By his side, the dwarf’s mighty hand, almost as big as Sylvas entire head, tightened into a fist.
“I was the rising star. I was the king in waiting. Everyone respected me. Everyone thought I was going to go on to be… Then you came along, and even before your lucky roll of the dice with your affinity, you were standing your ground, pushing back, interfering in all my plans. You poisoned them all against me. Tricked them into thinking I was some sort of monster. I came here to fight monsters and you…” He took a ragged breath, and his clenched fists uncurled. “You win.”
He stared right into Sylvas eyes, and for the first time, the tears of frustration he’d been hiding cam brimming up into them. “You beat me. The cull was my last chance, a chance to prove I was so strong it didn’t matter what else had happened. A chance to prove I could still be all the things I was meant to be. But you… you stole that from me too.”

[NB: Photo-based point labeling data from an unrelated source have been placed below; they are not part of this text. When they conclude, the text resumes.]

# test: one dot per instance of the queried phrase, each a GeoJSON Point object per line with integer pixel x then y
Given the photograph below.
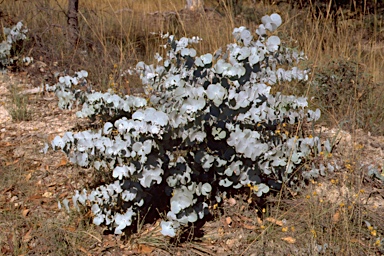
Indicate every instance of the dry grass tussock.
{"type": "Point", "coordinates": [340, 214]}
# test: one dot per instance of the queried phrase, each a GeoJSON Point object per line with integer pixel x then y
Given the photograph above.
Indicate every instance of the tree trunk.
{"type": "Point", "coordinates": [194, 5]}
{"type": "Point", "coordinates": [73, 22]}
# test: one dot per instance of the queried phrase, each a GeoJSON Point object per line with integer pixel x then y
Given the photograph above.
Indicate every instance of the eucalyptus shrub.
{"type": "Point", "coordinates": [8, 46]}
{"type": "Point", "coordinates": [209, 123]}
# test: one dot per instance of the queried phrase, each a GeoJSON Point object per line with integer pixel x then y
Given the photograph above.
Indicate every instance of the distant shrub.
{"type": "Point", "coordinates": [9, 47]}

“I’ve got nothing now. I was going to be the greatest, and if I can’t be that… what’s the point. I’ve handed in my resignation. I’m going home.” He drew away from Sylvas, staring down into his helpless rivals eyes. Fists clenched. He wouldn’t even have to use magic, Sylvas was so helpless, all he’d need to do was lay a hand on him and press and the vengeance he’d been seeking all this time would be his. Sylvas shivered in expectation and agony wracked him. By the time the darkness had cleared from his vision, Hammerheart was gone. Leaving Sylvas inexplicably whole and extremely confused.
Just as he thought that he’d gotten a grasp on everything happening on Strife, the world threw him through another twist. This changed everything again. Without Hammerheart acting as a constant source of antagonism, he could finally rely on the support of the rest of the recruits. Without Hammerheart, he could expect to enter training exercises on an even footing with everyone else. No longer would he and his allies be unduly targeted and punished just for existing.
The first term and all of its torments were over. Things were going to be different now.